I’m not much for hanging out in groups. Even in high school, my friends were ‘cool’ but I was not. I would mostly sit in the background and watch the going-ons around me. When I go to festivals, car shows, music shows, I tend to watch from the side to see the show itself and also to see the crowd at the show.

 

At protests, the emotion of the mob collectively builds, along with the aggressions. The police with their shields grow more and more brutal as they outdo each other with their batons and pepper sprays. Is it the need to impress? Is it to show loyalty to the group or to the idea? Or is it the buildup of strong emotions that filter into surrounding bodies?

 

As a lynch mob begins to gather and grumble, they may have some valid reasons. They may have some noble reasons. Certainly, they believe, there must be justice. They must avenge in order to put things right and to show shit won’t be tolerated. For sure. In those times, it was to ‘protect’ the white women and to show that the sexual prowess of a black man does not intimidate the white man (much).

 

Thus, in defiance of the law, this mob collects in the streets and rumble toward where the perceived criminals are to engulf them and hang them to make examples for all to see. The mob grows, the anger expands, and the indignant fury rises. More people walk in step with the mob, and the wrath of the mob catches onto each newcomer.

 

Different mobs have different stories, but the effects seem nearly the same. Attitudes change. Individuals do what they normally wouldn’t do if they haven’t been vacuumed into the mob mentality. Things are said and done to impress the big’uns. Friendships are often left behind for something else that engulfs their individuality.

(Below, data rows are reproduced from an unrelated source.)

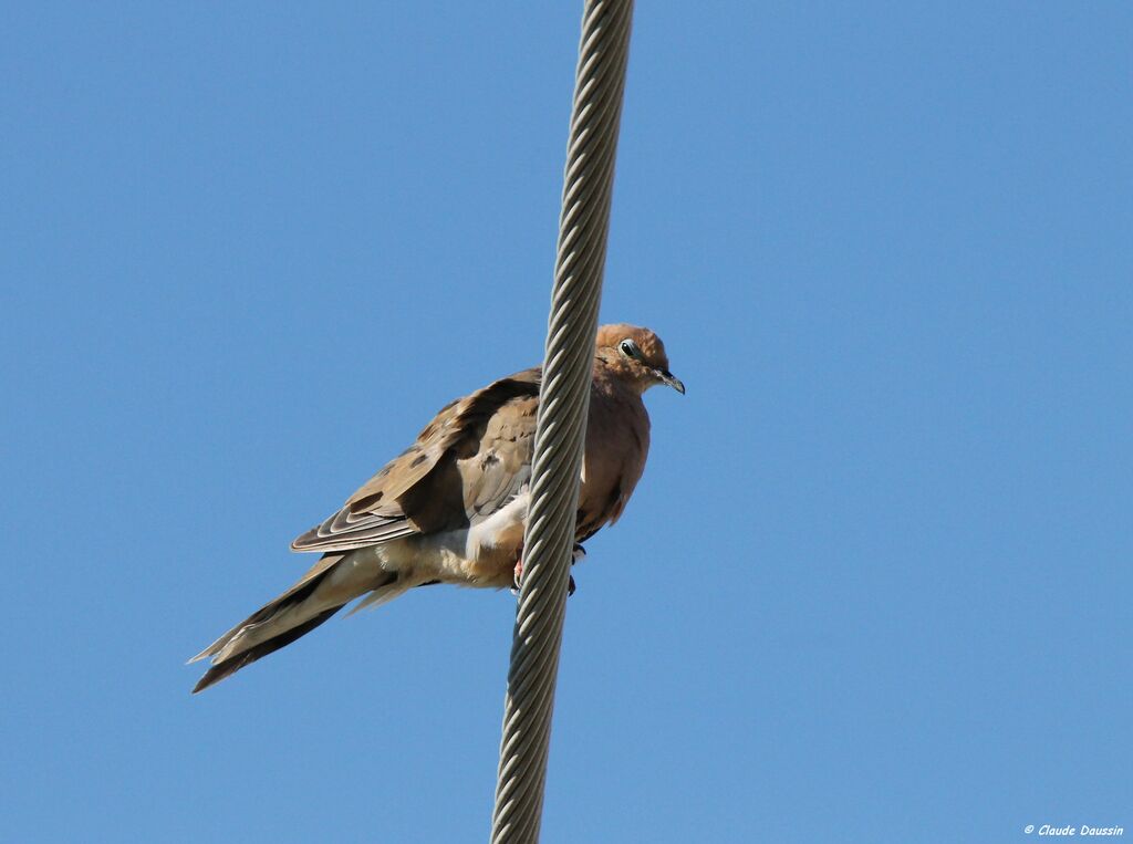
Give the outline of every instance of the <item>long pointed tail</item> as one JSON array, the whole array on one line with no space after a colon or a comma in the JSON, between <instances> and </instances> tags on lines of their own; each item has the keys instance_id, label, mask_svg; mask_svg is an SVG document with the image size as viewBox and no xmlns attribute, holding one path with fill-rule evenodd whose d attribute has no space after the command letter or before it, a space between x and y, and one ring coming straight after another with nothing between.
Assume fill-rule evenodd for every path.
<instances>
[{"instance_id":1,"label":"long pointed tail","mask_svg":"<svg viewBox=\"0 0 1133 844\"><path fill-rule=\"evenodd\" d=\"M189 662L212 657L193 693L204 691L246 665L290 645L367 591L390 599L404 591L395 572L359 552L326 554L298 583L265 604Z\"/></svg>"}]
</instances>

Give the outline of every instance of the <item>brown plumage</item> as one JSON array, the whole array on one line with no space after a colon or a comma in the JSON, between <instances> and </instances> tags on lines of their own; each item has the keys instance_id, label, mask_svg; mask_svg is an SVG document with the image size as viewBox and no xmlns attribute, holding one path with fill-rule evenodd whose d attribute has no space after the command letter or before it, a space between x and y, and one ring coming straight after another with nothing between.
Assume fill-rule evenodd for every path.
<instances>
[{"instance_id":1,"label":"brown plumage","mask_svg":"<svg viewBox=\"0 0 1133 844\"><path fill-rule=\"evenodd\" d=\"M193 660L212 657L206 689L278 650L366 595L356 607L426 583L505 587L518 572L542 370L501 378L445 406L417 441L359 488L295 551L322 552L288 591ZM649 453L641 394L679 392L661 339L648 329L598 330L579 494L578 542L617 521Z\"/></svg>"}]
</instances>

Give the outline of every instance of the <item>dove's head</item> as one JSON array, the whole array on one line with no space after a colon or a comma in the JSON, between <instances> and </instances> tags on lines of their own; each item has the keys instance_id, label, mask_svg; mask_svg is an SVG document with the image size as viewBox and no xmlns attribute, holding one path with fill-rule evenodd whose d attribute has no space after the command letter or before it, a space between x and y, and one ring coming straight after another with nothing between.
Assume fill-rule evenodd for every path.
<instances>
[{"instance_id":1,"label":"dove's head","mask_svg":"<svg viewBox=\"0 0 1133 844\"><path fill-rule=\"evenodd\" d=\"M649 329L617 323L598 329L597 356L638 393L665 384L679 393L684 384L668 372L668 356L661 338Z\"/></svg>"}]
</instances>

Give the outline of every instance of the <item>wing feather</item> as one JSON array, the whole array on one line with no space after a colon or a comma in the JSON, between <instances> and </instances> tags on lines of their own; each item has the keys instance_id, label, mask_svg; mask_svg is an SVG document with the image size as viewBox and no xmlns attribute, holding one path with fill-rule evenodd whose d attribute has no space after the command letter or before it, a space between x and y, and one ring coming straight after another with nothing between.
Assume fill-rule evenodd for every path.
<instances>
[{"instance_id":1,"label":"wing feather","mask_svg":"<svg viewBox=\"0 0 1133 844\"><path fill-rule=\"evenodd\" d=\"M296 551L349 551L486 518L530 477L540 372L526 369L446 404L417 441Z\"/></svg>"}]
</instances>

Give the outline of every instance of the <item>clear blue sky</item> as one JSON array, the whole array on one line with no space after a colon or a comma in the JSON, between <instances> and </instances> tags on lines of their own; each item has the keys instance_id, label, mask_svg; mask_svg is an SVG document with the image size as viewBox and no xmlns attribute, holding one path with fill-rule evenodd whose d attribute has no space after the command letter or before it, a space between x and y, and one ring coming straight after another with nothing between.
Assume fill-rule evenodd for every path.
<instances>
[{"instance_id":1,"label":"clear blue sky","mask_svg":"<svg viewBox=\"0 0 1133 844\"><path fill-rule=\"evenodd\" d=\"M487 836L513 598L184 660L542 353L580 5L10 3L0 838ZM1133 7L641 3L547 842L1133 834ZM1032 836L1033 837L1033 836Z\"/></svg>"}]
</instances>

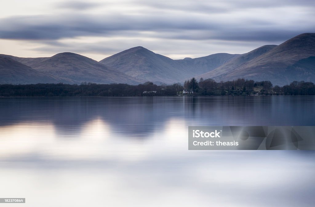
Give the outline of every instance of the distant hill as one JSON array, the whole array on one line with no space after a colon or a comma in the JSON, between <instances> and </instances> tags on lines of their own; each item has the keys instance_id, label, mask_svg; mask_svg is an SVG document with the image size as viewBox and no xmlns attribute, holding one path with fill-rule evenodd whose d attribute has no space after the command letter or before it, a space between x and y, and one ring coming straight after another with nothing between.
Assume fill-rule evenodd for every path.
<instances>
[{"instance_id":1,"label":"distant hill","mask_svg":"<svg viewBox=\"0 0 315 207\"><path fill-rule=\"evenodd\" d=\"M217 81L238 78L270 80L280 86L294 80L315 82L314 33L302 34L279 45L265 45L244 54L217 53L182 60L173 60L141 46L100 62L70 52L49 57L0 56L3 82L25 83L28 77L30 81L45 81L43 83L172 84L193 77ZM36 78L32 79L31 74Z\"/></svg>"},{"instance_id":2,"label":"distant hill","mask_svg":"<svg viewBox=\"0 0 315 207\"><path fill-rule=\"evenodd\" d=\"M222 70L220 74L214 71L207 77L217 80L239 78L269 80L274 85L280 86L294 80L315 82L315 65L310 63L314 56L315 33L302 34L228 71Z\"/></svg>"},{"instance_id":3,"label":"distant hill","mask_svg":"<svg viewBox=\"0 0 315 207\"><path fill-rule=\"evenodd\" d=\"M50 83L73 84L73 80L46 74L9 57L0 56L0 84Z\"/></svg>"},{"instance_id":4,"label":"distant hill","mask_svg":"<svg viewBox=\"0 0 315 207\"><path fill-rule=\"evenodd\" d=\"M266 53L277 46L274 45L266 45L256 48L247 53L234 57L210 71L199 75L196 78L197 80L199 80L200 78L205 80L208 78L213 79L214 77L217 79L219 78L220 77L228 74L235 68Z\"/></svg>"},{"instance_id":5,"label":"distant hill","mask_svg":"<svg viewBox=\"0 0 315 207\"><path fill-rule=\"evenodd\" d=\"M50 57L11 57L37 71L82 82L137 84L145 82L111 68L91 58L70 52Z\"/></svg>"},{"instance_id":6,"label":"distant hill","mask_svg":"<svg viewBox=\"0 0 315 207\"><path fill-rule=\"evenodd\" d=\"M100 62L135 78L172 83L209 71L237 55L220 53L174 60L138 46L107 57Z\"/></svg>"}]
</instances>

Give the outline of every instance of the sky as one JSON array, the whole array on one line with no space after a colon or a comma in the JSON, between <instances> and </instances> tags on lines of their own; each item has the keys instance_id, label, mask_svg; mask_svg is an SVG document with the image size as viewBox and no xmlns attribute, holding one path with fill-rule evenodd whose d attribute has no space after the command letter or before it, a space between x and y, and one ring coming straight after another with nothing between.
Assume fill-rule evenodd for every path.
<instances>
[{"instance_id":1,"label":"sky","mask_svg":"<svg viewBox=\"0 0 315 207\"><path fill-rule=\"evenodd\" d=\"M174 59L242 54L315 32L313 0L3 0L0 53L97 61L141 46Z\"/></svg>"}]
</instances>

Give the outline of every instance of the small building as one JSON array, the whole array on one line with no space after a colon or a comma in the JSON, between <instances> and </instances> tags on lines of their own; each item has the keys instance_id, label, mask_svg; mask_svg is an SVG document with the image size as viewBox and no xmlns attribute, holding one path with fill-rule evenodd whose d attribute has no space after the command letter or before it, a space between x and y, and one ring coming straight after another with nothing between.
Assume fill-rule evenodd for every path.
<instances>
[{"instance_id":1,"label":"small building","mask_svg":"<svg viewBox=\"0 0 315 207\"><path fill-rule=\"evenodd\" d=\"M183 94L192 94L193 93L192 89L184 89L183 91Z\"/></svg>"},{"instance_id":2,"label":"small building","mask_svg":"<svg viewBox=\"0 0 315 207\"><path fill-rule=\"evenodd\" d=\"M156 91L144 91L142 92L142 93L156 93Z\"/></svg>"}]
</instances>

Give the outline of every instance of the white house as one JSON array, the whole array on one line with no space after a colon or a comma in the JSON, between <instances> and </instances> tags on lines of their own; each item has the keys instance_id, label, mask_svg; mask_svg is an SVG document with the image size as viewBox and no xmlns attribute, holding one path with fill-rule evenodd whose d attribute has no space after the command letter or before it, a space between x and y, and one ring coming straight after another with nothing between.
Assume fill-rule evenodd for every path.
<instances>
[{"instance_id":1,"label":"white house","mask_svg":"<svg viewBox=\"0 0 315 207\"><path fill-rule=\"evenodd\" d=\"M184 89L183 91L183 94L192 94L193 93L192 89Z\"/></svg>"}]
</instances>

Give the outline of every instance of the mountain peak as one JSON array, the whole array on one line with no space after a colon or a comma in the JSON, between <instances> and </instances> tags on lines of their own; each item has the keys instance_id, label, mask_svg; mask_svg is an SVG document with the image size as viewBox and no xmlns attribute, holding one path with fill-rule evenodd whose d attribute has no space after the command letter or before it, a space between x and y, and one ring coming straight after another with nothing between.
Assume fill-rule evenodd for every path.
<instances>
[{"instance_id":1,"label":"mountain peak","mask_svg":"<svg viewBox=\"0 0 315 207\"><path fill-rule=\"evenodd\" d=\"M82 56L77 53L74 53L73 52L61 52L60 53L57 53L52 56L53 57L60 57L62 56Z\"/></svg>"}]
</instances>

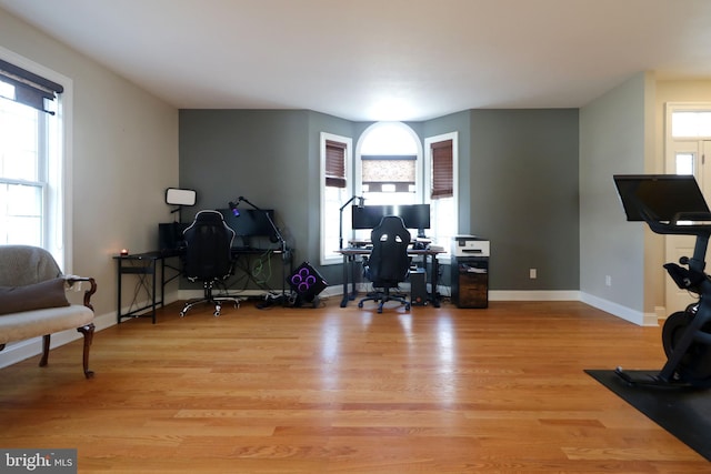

The individual becomes one with the mob, and lost into that, the mob gets a little stronger.

 

But I wonder: can the individual think for him or herself anymore after that? Do they now have to censor their own thoughts and actions, in fear of being humiliated and broken down in front of the rest of the mob? Isn’t it so that the once-upon-a-time friend becomes scathing and copies the mob’s own technique of hazing, in order to be accepted?

 

 

 

 

Obviously, this is seen online, but I’ve seen it many times in my personal life, too, and all around me in history and in present times. My question is, is it worth it to lose your individuality to be accepted? What kind of progression can be wrought from that?